The ACDA is a 501(c)(3) non-profit, tax-exempt organization as designated by the Internal Revenue Code of the United States.
The ACDA was founded in 1996 by Madonna and Jeff Myers after the death of their daughter from ACDMPV. Worldwide, there are only a few hundred cases of ACDMPV reported formally in the medical literature since first identified in 1948. The incidence or prevalence of ACDMPV is not yet known but there are almost certainly more cases than those officially reported. Mrs. Meyers initially formed the ACDA by contacting doctors and researchers with articles published on ACDMPV and asked those doctors and researchers to refer families to her case by case. The Myers transitioned leadership of the ACDA to Steve and Donna Hanson in 2002, whose son died of ACDMPV in 1997. After many years of dedicated service, the Hansons officially stepped down in February 2017 after transitioning leadership duties of the ACDA to Eliza and John Rista in August 2015. During this time, the ACDA has grown to over 200 registered families from around the world.
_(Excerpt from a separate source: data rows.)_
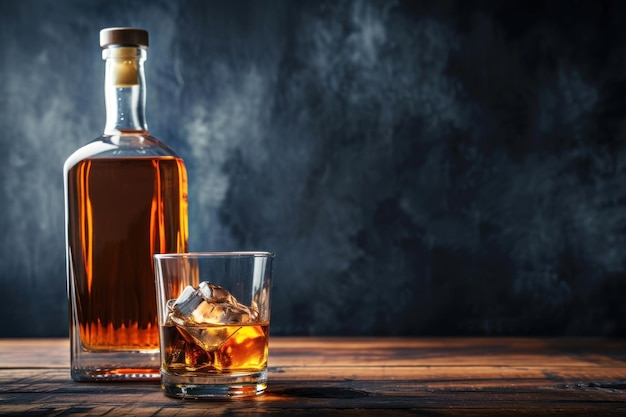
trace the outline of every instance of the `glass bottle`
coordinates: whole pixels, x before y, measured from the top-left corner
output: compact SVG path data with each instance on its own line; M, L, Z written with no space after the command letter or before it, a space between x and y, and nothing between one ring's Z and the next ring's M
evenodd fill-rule
M100 32L104 134L65 162L71 375L156 379L159 336L152 255L187 251L187 172L148 133L148 32Z

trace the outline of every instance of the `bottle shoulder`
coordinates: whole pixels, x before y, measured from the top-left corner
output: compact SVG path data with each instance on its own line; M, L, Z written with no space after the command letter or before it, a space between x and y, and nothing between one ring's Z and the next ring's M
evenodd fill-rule
M67 171L89 158L154 158L180 156L167 144L151 135L102 135L78 148L65 161Z

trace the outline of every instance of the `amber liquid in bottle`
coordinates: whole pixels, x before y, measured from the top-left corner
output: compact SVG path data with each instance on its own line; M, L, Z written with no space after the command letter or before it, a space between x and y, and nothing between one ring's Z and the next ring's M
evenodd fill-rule
M104 29L100 45L104 134L63 168L71 376L158 379L153 255L187 251L187 172L148 133L148 33Z
M68 243L83 349L158 349L152 255L187 250L182 160L86 159L69 170L68 184Z

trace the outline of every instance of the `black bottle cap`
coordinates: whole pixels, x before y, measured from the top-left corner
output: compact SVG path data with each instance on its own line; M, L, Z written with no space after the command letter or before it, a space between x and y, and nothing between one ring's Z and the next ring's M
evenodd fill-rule
M118 27L100 31L100 46L135 46L148 47L148 31L139 28Z

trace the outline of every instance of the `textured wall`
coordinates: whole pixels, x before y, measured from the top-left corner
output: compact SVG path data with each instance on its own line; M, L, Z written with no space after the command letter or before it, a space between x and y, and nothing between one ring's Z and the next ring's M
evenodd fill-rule
M273 334L626 335L626 3L0 2L0 336L67 334L98 32L151 34L192 250L278 254ZM8 321L7 321L8 318Z

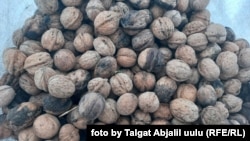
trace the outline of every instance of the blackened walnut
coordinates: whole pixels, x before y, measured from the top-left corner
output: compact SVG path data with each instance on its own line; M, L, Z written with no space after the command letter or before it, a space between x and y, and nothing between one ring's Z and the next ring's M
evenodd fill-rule
M157 48L146 48L140 52L137 63L147 72L158 73L165 67L163 54Z
M176 90L176 82L167 76L163 76L157 80L154 88L154 92L158 96L160 102L169 102Z
M88 120L97 119L105 107L104 97L95 92L88 92L82 96L79 102L79 113Z

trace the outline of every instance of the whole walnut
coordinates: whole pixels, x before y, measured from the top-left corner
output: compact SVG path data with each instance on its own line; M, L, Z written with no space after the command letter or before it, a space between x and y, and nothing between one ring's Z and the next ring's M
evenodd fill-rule
M172 59L166 65L166 73L177 82L188 80L192 76L190 66L180 59Z
M104 97L99 93L88 92L80 99L78 110L87 120L95 120L102 114L104 108Z
M53 56L54 65L60 71L70 71L76 64L76 58L73 52L68 49L60 49Z
M39 138L51 139L58 134L61 123L57 117L51 114L42 114L35 119L32 127Z
M199 109L194 102L176 98L170 102L170 111L174 118L184 123L191 123L199 118Z
M79 33L74 39L74 46L78 52L84 53L93 48L94 38L90 33Z
M133 89L133 82L125 73L117 73L110 78L111 90L115 95L122 95L131 92Z
M94 76L109 78L117 70L117 61L112 56L106 56L101 58L95 66Z
M15 96L16 92L11 86L0 86L0 107L8 106Z
M112 98L106 99L105 107L101 115L98 117L98 120L105 124L113 124L116 123L119 117L120 114L116 110L116 101Z
M43 14L53 14L59 9L58 0L35 0L38 10Z
M133 83L140 92L145 92L154 88L156 78L152 73L139 71L134 75Z
M118 65L129 68L136 64L137 54L131 48L120 48L116 53Z
M167 76L158 79L154 87L154 92L158 96L160 102L169 102L176 90L176 82Z
M98 34L111 35L119 27L120 14L114 11L102 11L94 20L94 28Z
M116 47L111 39L107 36L99 36L94 39L93 45L95 50L101 56L113 56L116 52Z
M60 21L65 29L76 30L82 24L83 14L76 7L66 7L63 9Z
M50 28L45 31L41 37L41 44L43 48L49 52L56 51L63 47L65 39L61 30Z
M175 58L183 60L189 66L196 66L198 59L195 50L189 45L181 45L175 51Z
M121 95L116 102L116 109L120 115L131 115L138 106L138 97L133 93Z
M80 56L78 63L82 69L89 70L94 69L100 59L101 56L97 51L88 50Z
M69 98L75 92L75 84L66 76L56 74L48 80L49 93L57 98Z
M164 40L172 36L174 23L168 17L159 17L154 19L150 28L156 38Z
M138 107L146 113L155 112L160 106L160 101L155 92L144 92L138 96Z
M28 56L24 62L24 69L31 75L42 67L53 67L53 59L48 52L38 52Z
M3 65L9 74L20 76L24 71L26 55L17 48L6 48L3 51Z

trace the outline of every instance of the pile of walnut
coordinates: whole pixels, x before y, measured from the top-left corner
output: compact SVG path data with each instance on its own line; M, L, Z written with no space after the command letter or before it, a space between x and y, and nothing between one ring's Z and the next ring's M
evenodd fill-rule
M0 138L89 124L249 124L250 46L209 0L35 0L3 52ZM28 139L29 138L29 139Z

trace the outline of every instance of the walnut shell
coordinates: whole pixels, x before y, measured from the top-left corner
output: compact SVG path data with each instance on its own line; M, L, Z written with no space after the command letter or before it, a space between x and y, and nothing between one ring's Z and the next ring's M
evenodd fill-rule
M24 69L31 75L34 75L39 68L52 68L52 66L53 59L47 52L34 53L28 56L24 62Z
M51 114L42 114L33 123L34 133L41 139L51 139L59 132L60 127L57 117Z
M60 21L65 29L76 30L82 24L83 14L76 7L66 7L60 15Z
M49 93L57 98L69 98L75 92L75 84L66 76L56 74L49 78Z

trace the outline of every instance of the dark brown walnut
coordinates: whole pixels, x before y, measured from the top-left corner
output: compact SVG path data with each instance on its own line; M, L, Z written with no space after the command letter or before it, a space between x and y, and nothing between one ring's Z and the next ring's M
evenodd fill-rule
M187 36L183 32L175 30L172 36L169 37L166 41L169 48L176 49L187 42Z
M140 92L145 92L154 88L156 78L152 73L139 71L134 75L133 83Z
M79 113L87 120L97 119L105 107L104 97L95 92L88 92L82 96L79 102Z
M177 82L186 81L192 76L190 66L180 59L170 60L166 65L166 73Z
M24 62L24 69L31 75L42 67L53 66L53 59L48 52L38 52L28 56Z
M120 14L114 11L102 11L94 20L94 28L97 34L111 35L118 28L120 23Z
M131 115L138 106L138 97L133 93L121 95L116 102L116 110L120 115Z
M113 56L116 52L116 47L111 39L107 36L99 36L94 39L93 45L95 50L101 56Z
M132 114L131 125L148 125L152 121L150 113L143 112L140 109L137 109Z
M181 84L176 91L177 98L185 98L195 102L197 97L197 88L193 84Z
M160 106L160 101L155 92L144 92L138 96L138 107L145 113L153 113Z
M205 31L209 42L222 44L226 41L227 31L226 28L218 23L211 23L207 26Z
M94 69L100 59L101 56L97 51L88 50L80 56L78 63L82 69L89 70Z
M203 58L198 63L198 70L201 76L208 81L215 81L220 76L220 68L211 58Z
M0 86L0 107L8 106L15 96L16 92L11 86Z
M84 53L93 48L94 38L90 33L79 33L74 39L74 46L78 52Z
M54 54L53 62L57 69L67 72L74 68L76 64L76 57L70 50L60 49Z
M118 65L129 68L136 64L137 54L131 48L120 48L116 53Z
M191 123L199 118L197 105L184 98L176 98L170 102L170 111L174 118L184 123Z
M66 7L60 15L60 22L65 29L76 30L82 24L83 14L76 7Z
M3 65L5 70L14 76L20 76L24 71L26 55L17 48L6 48L3 51Z
M25 37L31 40L40 40L41 35L48 29L46 25L46 16L34 14L25 20L22 30Z
M56 75L56 72L52 68L50 67L39 68L34 74L35 86L40 90L48 92L48 81L49 78L52 77L53 75Z
M132 37L131 43L135 51L142 51L153 46L154 35L150 29L144 29Z
M120 117L120 114L116 110L116 101L112 98L108 98L105 101L105 107L98 117L98 120L105 124L114 124Z
M217 101L216 91L211 85L203 85L197 91L197 101L203 107L214 105Z
M6 117L8 127L13 131L20 131L31 126L40 113L41 108L36 104L23 102L8 111Z
M109 82L112 92L118 96L131 92L133 89L133 82L125 73L116 73Z
M95 66L94 76L109 78L117 70L117 61L112 56L106 56L101 58Z
M49 78L48 90L54 97L69 98L75 92L75 84L68 77L56 74Z
M41 38L43 48L49 52L61 49L65 43L65 39L61 30L50 28L45 31Z
M58 133L58 138L60 141L79 141L80 140L80 134L79 129L74 127L72 124L64 124Z
M43 99L43 110L52 115L60 115L72 106L72 101L69 98L56 98L51 95L45 96Z
M195 50L189 45L181 45L175 51L175 58L183 60L189 66L196 66L198 59Z
M135 35L145 29L152 22L152 14L148 9L129 10L121 19L120 23L126 33Z
M33 123L33 130L36 136L41 139L51 139L58 134L61 123L57 117L51 114L38 116Z
M86 5L86 14L91 21L94 21L96 16L106 10L101 0L91 0Z
M168 17L154 19L150 25L154 36L160 40L168 39L174 32L174 23Z
M18 133L17 138L19 141L27 141L27 140L41 141L41 139L35 135L32 127L28 127L28 128L21 130Z
M165 67L163 54L157 48L146 48L140 52L137 63L147 72L158 73Z
M38 10L43 14L53 14L59 9L58 0L35 0Z
M176 90L176 82L167 76L158 79L154 88L154 92L158 96L160 102L169 102Z
M20 45L19 50L21 50L26 56L29 56L29 55L37 53L37 52L45 51L45 49L42 47L41 43L39 41L36 41L36 40L24 41Z
M23 73L19 78L19 86L22 88L26 93L30 95L38 95L41 90L38 89L34 82L34 76Z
In 2003, the National Organization of Rare Disorders (NORD) added ACDMPV to the Rare Disease Database, which is a compendium of 1,200+ rare disease reports developed for patients and their families in connection with the almost 7,000 rare diseases classified under NORD’s umbrella. In 2011, a private Facebook support group (ACD Parent Group) was separately created by ACDA parent Emily Eschweiler for parents with a child affected by ACDMPV. The ACDA obtained non-profit 501(c)3 status in 2014.
ACDMPV is a rare disease and conclusive evidence about the cause of ACDMPV does not presently exist. The ACDA is dedicated to increasing ACDMPV awareness and funding ACDMPV research in the medical community while simultaneously providing a supportive environment for families affected by ACDMPV. The ultimate goal of the ACDA is to support the efforts of the medical community to find the cause of and cure for ACDMPV.